Kelamcıların çoğunluğu, sağlıklı düşünebilen ve yaratılıştaki duruluğu bozulmamış anlamında “akl-ı selîm” olarak niteledikleri aklın, kendi başına kalsa bile âlemin bir yaratıcısının var olduğu, Allah’ın fiil ve yaratmasında bir gaye ve nizamın bulunduğu gibi bilgilere ulaşabileceğini kabul eder. Ancak bütün bu yetkinliklerine rağmen, aklın din sahasında tek başına, vahiyden bağımsız olarak bir hüküm koyması, özellikle de bir inanç esasını belirlemesi mümkün değildir. Dolayısıyla vahiy ile akl-ı selîmin birbiriyle irtibatlı ve bir anlamda karşılıklı olarak birbirine muhtaç olduğu söylenebilir. Vahiy doğrudan doğruya akıl sahibi insanı muhatap aldığı için, mükellef olan kişi vahyin getirdiği bilgileri aklıyla almakta, vahiy tarafından ortaya konulan hükümlerin anlaşılması, yorumlanması, işlenmesi ve delillendirilmesi akılla gerçekleşmektedir.

Diğer yandan, akıl yaratıcı olarak kavradığı ve varlığına ulaştığı varlığın isimlendirmesini, mahiyetini, kainat ve insanla nasıl bir ilişki ve irtibat hâlinde olduğunu bilemez.

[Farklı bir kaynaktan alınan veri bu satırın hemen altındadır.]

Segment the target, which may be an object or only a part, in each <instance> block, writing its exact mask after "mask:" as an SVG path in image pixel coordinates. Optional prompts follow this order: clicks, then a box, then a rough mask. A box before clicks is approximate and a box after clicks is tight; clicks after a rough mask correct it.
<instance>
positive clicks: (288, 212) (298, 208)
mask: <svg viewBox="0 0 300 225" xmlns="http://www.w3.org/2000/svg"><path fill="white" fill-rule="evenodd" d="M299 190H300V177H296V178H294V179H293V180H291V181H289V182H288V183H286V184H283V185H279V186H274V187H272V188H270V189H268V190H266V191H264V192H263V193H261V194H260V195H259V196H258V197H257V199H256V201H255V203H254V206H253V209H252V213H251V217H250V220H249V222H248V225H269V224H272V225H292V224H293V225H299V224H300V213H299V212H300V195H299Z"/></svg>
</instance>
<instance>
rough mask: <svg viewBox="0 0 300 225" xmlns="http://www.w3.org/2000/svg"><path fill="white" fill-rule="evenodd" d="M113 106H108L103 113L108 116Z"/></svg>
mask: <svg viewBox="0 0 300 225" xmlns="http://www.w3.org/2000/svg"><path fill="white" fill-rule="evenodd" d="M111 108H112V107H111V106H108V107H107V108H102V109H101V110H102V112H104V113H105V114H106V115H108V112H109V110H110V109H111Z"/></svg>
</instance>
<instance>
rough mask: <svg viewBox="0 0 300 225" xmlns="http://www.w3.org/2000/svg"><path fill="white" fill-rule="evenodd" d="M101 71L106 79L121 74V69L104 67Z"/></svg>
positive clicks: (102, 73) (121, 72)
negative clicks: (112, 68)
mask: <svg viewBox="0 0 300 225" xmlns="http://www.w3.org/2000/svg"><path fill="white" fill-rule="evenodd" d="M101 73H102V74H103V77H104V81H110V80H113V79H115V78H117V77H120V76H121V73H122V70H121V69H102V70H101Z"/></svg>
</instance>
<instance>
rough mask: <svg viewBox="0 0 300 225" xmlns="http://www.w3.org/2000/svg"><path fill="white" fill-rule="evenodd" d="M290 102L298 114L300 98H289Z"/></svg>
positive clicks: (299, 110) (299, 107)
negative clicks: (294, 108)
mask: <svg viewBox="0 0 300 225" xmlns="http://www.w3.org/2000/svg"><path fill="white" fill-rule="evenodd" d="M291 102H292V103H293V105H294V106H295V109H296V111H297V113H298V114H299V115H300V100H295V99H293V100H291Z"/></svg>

Ayrıca o, yaratıcıya karşı sorumluluklarının ne olduğunu ve bu sorumlulukları ne şekilde yerine getireceğini ve en nihayet ona karşı şükür, minnet ve bağlılığını nasıl göstereceğini tek başına bilme imkânından yoksundur. Bütün bu hususlar akıl sahibi insana vahiy ve nakil (yani Kur’an ve sünnet) yoluyla bildirilmekte ve bu şekilde birer inanç esası hâline gelmektedir.

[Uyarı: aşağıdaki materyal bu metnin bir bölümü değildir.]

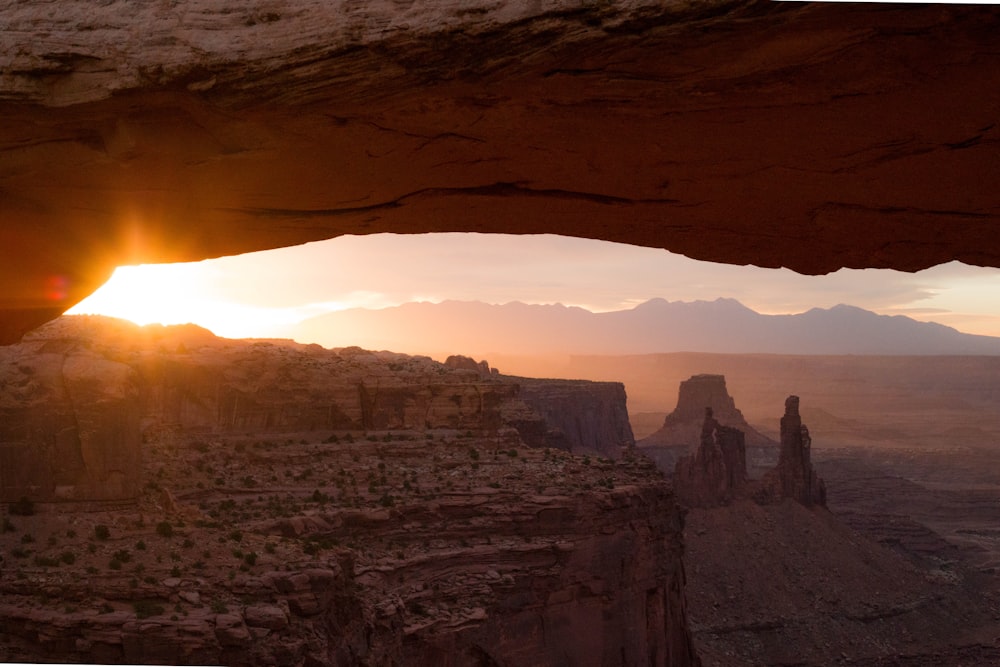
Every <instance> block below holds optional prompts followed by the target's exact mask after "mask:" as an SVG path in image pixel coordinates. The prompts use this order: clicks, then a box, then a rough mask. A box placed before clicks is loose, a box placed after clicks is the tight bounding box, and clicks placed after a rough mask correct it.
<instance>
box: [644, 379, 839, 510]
mask: <svg viewBox="0 0 1000 667" xmlns="http://www.w3.org/2000/svg"><path fill="white" fill-rule="evenodd" d="M699 401H700V402H702V403H704V404H705V405H703V406H702V407H701V415H702V419H701V428H700V431H699V433H698V436H697V442H698V446H697V449H696V450H695V451H694V452H692V453H690V454H688V453H687V452H688V451H689V450H690V444H685V443H684V441H683V440H681V439H682V438H684V437H689V438H690V440H689V441H688V442H695V439H694V438H691V437H690V435H688V434H690V432H691V430H692V426H693V420H694V414H695V412H696V410H695V406H696V405H697V403H698V402H699ZM717 410H718V411H720V412H721V413H722V415H724V416H725V417H726V418H727V419H728V421H729V422H730V424H740V423H742V424H743V425H744V428H745V429H746V431H744V428H737V427H736V426H732V425H724V424H723V423H722V420H720V419H718V418H717V417H716V415H717V414H718V412H717ZM747 432H749V433H750V436H751V437H752V438H753V440H754V441H756V442H757V443H761V442H764V443H772V441H771V440H770V439H769V438H766V437H765V436H763V435H761V434H760V433H758V432H757V431H755V430H754V429H753V428H752V427H750V426H749V425H748V424H746V421H745V420H744V419H743V414H742V413H741V412H740V411H739V410H738V409H737V408H736V403H735V401H734V400H733V398H732V397H731V396H730V395H729V392H728V391H726V379H725V377H724V376H722V375H694V376H692V377H691V378H690V379H688V380H685V381H683V382H681V387H680V396H679V398H678V401H677V408H676V409H675V410H674V411H673V412H672V413H670V414H669V415H667V417H666V419H665V422H664V426H663V428H661V429H660V430H659V431H657V432H656V433H655V434H653V435H652V436H650V437H648V438H645V439H644V440H641V441H639V443H638V445H639V447H638V449H639V451H642V452H643V453H644V454H646V455H647V456H649V458H651V459H652V460H653V461H654V462H655V463H656V465H657V466H658V467H659V468H660V469H661V470H663V471H664V472H665V473H667V474H671V473H672V474H673V484H674V488H675V490H676V492H677V496H678V498H679V499H680V500H681V502H683V503H685V504H687V505H689V506H691V507H717V506H720V505H727V504H729V503H731V502H732V501H733V500H735V499H738V498H748V497H753V498H754V499H755V500H756V501H757V502H759V503H762V504H768V503H775V502H779V501H781V500H782V499H784V498H791V499H793V500H795V501H797V502H799V503H801V504H802V505H805V506H806V507H812V506H814V505H819V506H825V505H826V487H825V485H824V484H823V480H821V479H820V478H819V477H818V476H817V474H816V471H815V470H814V469H813V466H812V461H811V456H810V453H811V447H812V439H811V438H810V436H809V429H808V428H806V426H805V425H804V424H803V423H802V417H801V416H800V415H799V397H798V396H789V397H788V398H787V399H786V400H785V414H784V416H783V417H782V418H781V449H780V452H779V455H778V464H777V466H776V467H774V468H773V469H771V470H768V471H767V472H766V473H765V474H764V475H763V476H762V478H761V479H760V480H754V481H750V480H749V475H748V469H747V448H748V440H750V437H748V436H747V434H746V433H747ZM675 439H677V440H679V443H678V444H675V445H672V446H671V445H664V444H661V443H663V442H674V441H675ZM772 460H773V459H772Z"/></svg>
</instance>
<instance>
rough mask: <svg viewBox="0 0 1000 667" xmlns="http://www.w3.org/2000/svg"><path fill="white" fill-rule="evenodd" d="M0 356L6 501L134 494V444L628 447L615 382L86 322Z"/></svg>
mask: <svg viewBox="0 0 1000 667" xmlns="http://www.w3.org/2000/svg"><path fill="white" fill-rule="evenodd" d="M0 351H2V355H3V356H2V357H0V363H2V364H4V365H5V367H6V369H7V371H6V372H5V374H4V376H3V379H2V381H0V382H2V384H0V410H2V411H3V412H2V414H3V417H4V419H3V422H2V426H0V480H3V485H2V486H0V497H2V498H4V499H7V500H16V499H17V498H19V497H21V496H22V495H23V496H27V497H29V498H34V499H39V500H41V499H54V498H60V497H61V498H66V499H70V498H75V499H95V500H96V499H110V498H129V497H134V496H135V494H136V492H137V490H138V488H139V486H140V485H141V483H142V482H141V475H140V473H139V459H140V452H141V449H142V447H141V441H142V440H146V441H158V440H171V439H178V438H182V437H192V436H194V437H201V438H208V439H210V438H212V437H218V436H225V435H235V434H249V433H281V432H284V433H288V432H316V431H338V430H341V431H343V430H355V431H362V432H371V431H388V430H412V431H417V432H421V433H422V432H426V431H433V430H435V429H450V430H456V431H463V432H465V431H471V432H475V433H476V434H477V435H482V436H484V437H490V438H492V439H493V441H494V443H495V444H496V445H498V446H507V445H519V444H527V445H529V446H533V447H552V448H557V449H563V450H567V451H574V452H587V453H592V454H600V455H604V456H608V457H609V458H616V457H617V456H619V455H620V453H621V451H622V449H623V448H624V447H627V446H630V445H631V444H632V442H633V440H632V433H631V429H630V427H629V423H628V412H627V410H626V407H625V392H624V388H623V387H622V385H621V384H619V383H607V382H586V381H561V380H528V379H519V378H509V377H506V376H502V375H499V374H498V373H495V372H493V370H492V369H490V368H489V365H488V364H487V363H486V362H481V363H476V362H472V361H471V360H468V363H463V362H461V361H456V360H454V359H453V360H452V362H451V364H450V365H448V364H441V363H438V362H435V361H433V360H431V359H430V358H428V357H413V356H408V355H403V354H395V353H391V352H370V351H366V350H362V349H360V348H344V349H339V350H326V349H324V348H321V347H319V346H317V345H299V344H295V343H291V342H290V341H263V340H260V341H237V340H226V339H220V338H216V337H214V336H213V335H211V334H210V333H209V332H207V331H204V330H201V329H198V328H197V327H191V326H187V327H155V326H154V327H147V328H143V329H140V328H138V327H135V326H134V325H131V324H128V323H125V322H115V321H110V320H107V319H106V318H86V317H80V318H63V319H62V320H58V321H56V322H53V323H51V324H50V325H48V326H46V327H44V328H42V329H40V330H39V331H37V332H35V333H33V334H32V336H30V337H29V339H27V340H26V341H25V342H24V343H22V344H21V345H17V346H9V347H6V348H2V350H0Z"/></svg>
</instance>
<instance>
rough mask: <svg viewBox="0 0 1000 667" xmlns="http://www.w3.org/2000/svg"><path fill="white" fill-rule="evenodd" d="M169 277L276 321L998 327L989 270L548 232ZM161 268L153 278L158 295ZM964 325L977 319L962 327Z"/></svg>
mask: <svg viewBox="0 0 1000 667" xmlns="http://www.w3.org/2000/svg"><path fill="white" fill-rule="evenodd" d="M177 267H178V268H177V269H176V270H177V271H178V273H177V274H176V275H177V276H179V277H180V278H178V279H175V280H173V282H175V283H177V284H178V285H183V286H185V288H186V289H188V290H189V292H190V295H189V296H188V297H185V298H188V299H190V300H192V301H197V300H205V299H206V298H211V299H212V300H215V301H220V302H228V303H234V304H238V305H243V306H246V307H248V308H251V307H252V308H257V309H263V310H262V311H261V312H267V310H268V309H271V310H272V311H275V310H280V311H282V313H283V316H284V313H287V312H295V313H298V314H299V315H302V316H306V314H317V313H318V312H323V308H327V307H328V309H329V310H337V309H341V308H344V307H367V308H382V307H386V306H392V305H397V304H401V303H405V302H408V301H417V300H423V301H427V300H431V301H442V300H448V299H454V300H465V301H471V300H479V301H485V302H489V303H507V302H510V301H522V302H525V303H563V304H573V305H579V306H581V307H585V308H588V309H590V310H594V311H608V310H621V309H626V308H631V307H634V306H635V305H637V304H639V303H642V302H644V301H646V300H648V299H651V298H657V297H659V298H664V299H667V300H671V301H692V300H697V299H703V300H714V299H716V298H719V297H728V298H734V299H738V300H739V301H741V302H743V303H744V304H745V305H747V306H748V307H750V308H753V309H755V310H758V311H760V312H764V313H775V314H776V313H798V312H804V311H806V310H809V309H810V308H814V307H821V308H829V307H832V306H834V305H837V304H839V303H847V304H851V305H855V306H859V307H861V308H866V309H869V310H874V311H876V312H882V313H906V314H909V315H911V316H914V317H917V318H919V319H932V320H935V321H941V322H942V323H946V322H945V320H948V321H951V322H955V321H959V320H960V321H962V322H963V326H964V325H965V324H966V323H973V322H974V325H975V326H976V327H987V326H989V327H993V326H994V325H992V324H990V323H991V322H993V321H997V322H1000V306H997V305H996V302H997V301H998V300H997V299H996V298H995V295H996V294H997V293H1000V271H998V270H996V269H983V268H979V267H970V266H966V265H963V264H959V263H957V262H950V263H948V264H944V265H941V266H938V267H934V268H932V269H927V270H925V271H921V272H919V273H915V274H910V273H904V272H900V271H891V270H874V269H866V270H857V269H842V270H840V271H837V272H835V273H831V274H828V275H825V276H802V275H799V274H796V273H794V272H792V271H790V270H788V269H763V268H759V267H754V266H732V265H725V264H713V263H710V262H701V261H696V260H692V259H689V258H687V257H684V256H682V255H676V254H672V253H669V252H667V251H665V250H661V249H655V248H644V247H639V246H630V245H624V244H615V243H608V242H605V241H593V240H589V239H579V238H571V237H559V236H554V235H548V234H545V235H503V234H465V233H448V234H418V235H394V234H376V235H371V236H342V237H339V238H336V239H332V240H330V241H323V242H318V243H310V244H306V245H304V246H298V247H295V248H282V249H279V250H273V251H268V252H262V253H252V254H249V255H243V256H239V257H227V258H222V259H218V260H209V261H206V262H198V263H194V264H188V265H177ZM163 270H165V269H163V267H157V268H156V269H155V271H154V273H155V274H156V276H157V277H156V280H157V281H159V284H160V285H162V283H163V282H164V280H165V279H164V274H163ZM131 280H133V281H134V280H137V278H135V277H134V276H133V277H132V278H131ZM166 281H167V282H170V279H169V278H167V279H166ZM134 287H135V285H133V288H134ZM191 290H193V291H191ZM140 293H141V290H140ZM963 315H968V316H975V319H970V318H967V319H961V318H962V316H963ZM953 326H954V325H953ZM994 328H995V329H997V330H1000V326H995V327H994ZM991 330H992V329H991Z"/></svg>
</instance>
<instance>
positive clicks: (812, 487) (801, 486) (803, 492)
mask: <svg viewBox="0 0 1000 667" xmlns="http://www.w3.org/2000/svg"><path fill="white" fill-rule="evenodd" d="M811 447H812V439H811V438H810V437H809V429H808V428H806V426H805V425H804V424H803V423H802V417H800V416H799V397H798V396H789V397H788V398H787V399H786V400H785V415H784V416H783V417H782V418H781V454H780V457H779V459H778V467H777V468H775V469H774V470H772V471H770V472H768V473H767V474H766V475H765V476H764V478H763V479H762V480H761V489H760V492H759V493H760V496H759V498H760V499H761V500H762V501H764V502H773V501H774V499H780V498H793V499H795V500H796V501H798V502H800V503H802V504H803V505H805V506H806V507H811V506H813V505H824V506H825V505H826V485H825V484H824V483H823V480H821V479H820V478H819V477H818V476H817V475H816V471H815V470H814V469H813V466H812V460H811Z"/></svg>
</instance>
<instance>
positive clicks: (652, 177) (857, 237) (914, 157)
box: [0, 0, 1000, 343]
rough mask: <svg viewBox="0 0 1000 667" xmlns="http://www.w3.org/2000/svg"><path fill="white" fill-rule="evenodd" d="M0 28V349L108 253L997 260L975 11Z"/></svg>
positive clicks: (85, 24)
mask: <svg viewBox="0 0 1000 667" xmlns="http://www.w3.org/2000/svg"><path fill="white" fill-rule="evenodd" d="M0 27H2V29H3V34H4V36H5V39H4V40H3V43H2V44H0V71H2V75H0V112H2V114H3V118H4V123H3V124H2V126H0V155H2V156H3V165H4V167H3V169H2V170H0V193H2V194H3V196H2V197H0V216H2V218H3V222H4V224H3V226H2V227H0V248H3V249H4V250H3V253H4V254H3V262H0V315H2V317H0V340H2V341H3V342H5V343H9V342H14V341H16V340H17V339H18V338H19V337H20V335H21V334H22V333H23V332H25V331H27V330H29V329H30V328H32V327H34V326H37V325H38V324H40V323H42V322H44V321H46V320H48V319H51V318H52V317H54V316H55V315H57V314H58V313H59V312H62V311H63V310H64V309H65V308H67V307H69V306H70V305H71V304H72V303H74V302H76V301H78V300H79V299H81V298H83V297H84V296H85V295H86V294H88V293H89V292H91V291H92V290H93V289H95V288H96V287H97V286H98V285H99V284H100V283H101V282H103V281H104V280H105V279H106V278H107V276H108V275H109V274H110V272H111V270H112V269H113V267H114V266H116V265H119V264H123V263H129V262H155V261H181V260H197V259H203V258H206V257H212V256H218V255H222V254H236V253H240V252H247V251H251V250H262V249H266V248H272V247H278V246H284V245H292V244H296V243H303V242H306V241H312V240H318V239H324V238H331V237H333V236H336V235H339V234H345V233H371V232H377V231H386V232H397V233H418V232H431V231H479V232H511V233H541V232H546V233H561V234H568V235H577V236H586V237H591V238H602V239H606V240H612V241H621V242H628V243H635V244H642V245H650V246H657V247H665V248H668V249H670V250H673V251H676V252H681V253H685V254H687V255H689V256H692V257H698V258H701V259H710V260H715V261H725V262H732V263H740V264H745V263H753V264H757V265H760V266H787V267H790V268H793V269H795V270H797V271H801V272H808V273H823V272H828V271H832V270H835V269H837V268H840V267H843V266H850V267H863V266H879V267H894V268H898V269H904V270H916V269H920V268H924V267H927V266H930V265H933V264H936V263H939V262H943V261H948V260H952V259H959V260H962V261H965V262H968V263H972V264H984V265H994V266H996V265H1000V256H998V251H997V248H996V244H995V243H992V239H993V238H994V233H993V232H994V230H995V227H996V225H997V222H998V205H1000V200H998V195H997V192H998V190H997V189H996V188H993V187H988V186H987V184H990V183H996V182H997V181H1000V172H998V169H1000V166H998V165H1000V160H997V159H996V157H997V146H998V136H1000V135H998V133H1000V126H998V125H997V123H996V117H995V116H996V114H995V109H996V106H997V102H998V99H997V95H998V93H997V92H995V91H998V90H1000V85H998V77H1000V54H998V53H997V51H996V48H995V35H996V33H997V31H998V28H1000V13H998V11H997V10H996V9H995V8H993V7H989V6H965V7H963V6H955V5H951V6H939V5H938V6H935V5H928V6H920V7H911V6H893V7H886V6H876V5H864V4H847V5H845V4H833V3H813V4H792V3H787V4H779V3H757V2H733V3H708V4H697V5H690V4H670V3H648V2H640V1H638V0H637V1H635V2H626V1H624V0H619V1H617V2H612V3H590V4H586V5H585V6H582V7H581V6H579V3H569V2H563V1H562V0H544V1H542V2H531V3H519V2H490V3H485V2H484V3H474V4H468V3H461V4H459V3H429V2H421V1H419V0H418V1H416V2H402V3H400V2H376V1H374V0H373V1H371V2H357V3H355V2H351V3H339V4H334V5H330V4H329V3H321V2H306V3H290V2H284V1H281V0H274V1H273V2H267V3H261V4H257V5H254V7H253V8H234V7H231V6H229V4H228V3H223V2H220V1H218V0H184V1H182V2H176V3H167V4H162V3H160V4H157V3H152V4H150V3H139V4H136V3H106V4H103V5H94V4H93V3H84V2H69V3H59V6H58V8H56V6H55V5H53V4H52V3H50V2H44V1H43V0H33V1H31V2H16V3H15V2H8V3H5V4H4V5H3V6H0ZM734 211H738V212H739V214H738V215H734Z"/></svg>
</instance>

Kelamcılar, bu şekilde bir karşılıklı bağlılık ilişkisi içerisinde olan nakil ile selîm aklın bildirdiği hususlar arasında çelişki olmayacağını vurgulamıştır. Çünkü selîm akıl da vahiy ve nakil de sonuç itibarıyla Allah Teâlâ’nın, insanların hidayetine vesile kıldığı birer vasıta ve delildir. Bundan dolayı aklın, bilgi sahibi olabileceği bir alanda ulaştığı hükümle vahyin getirdiği hüküm arasında görünürde bir çelişki ve çatışma olması durumunda ilk ihtimal aklın “selîm” olmaması, yani sonradan, yukarıda belirtilen birtakım kusurlarla problemli hâle gelmiş olması ve doğru düşünme usullerini kullanmayıp nakille ulaşan bilgileri yanlış anlaması ve yorumlamasıdır. Kur’an’ın tamamının Allah’ın (c.c.) vahyi olduğu konusunda herhangi bir şüphe ve tereddüt olamayacağı için, ikinci ihtimal ise nakil yoluyla gelen bilginin sahih olmaması, yani hadis olarak nakledilen bir haberin aslında Hz. Peygamber’e ait olmayıp doğruluk ve kesinlik açısından şüpheli olmasıdır.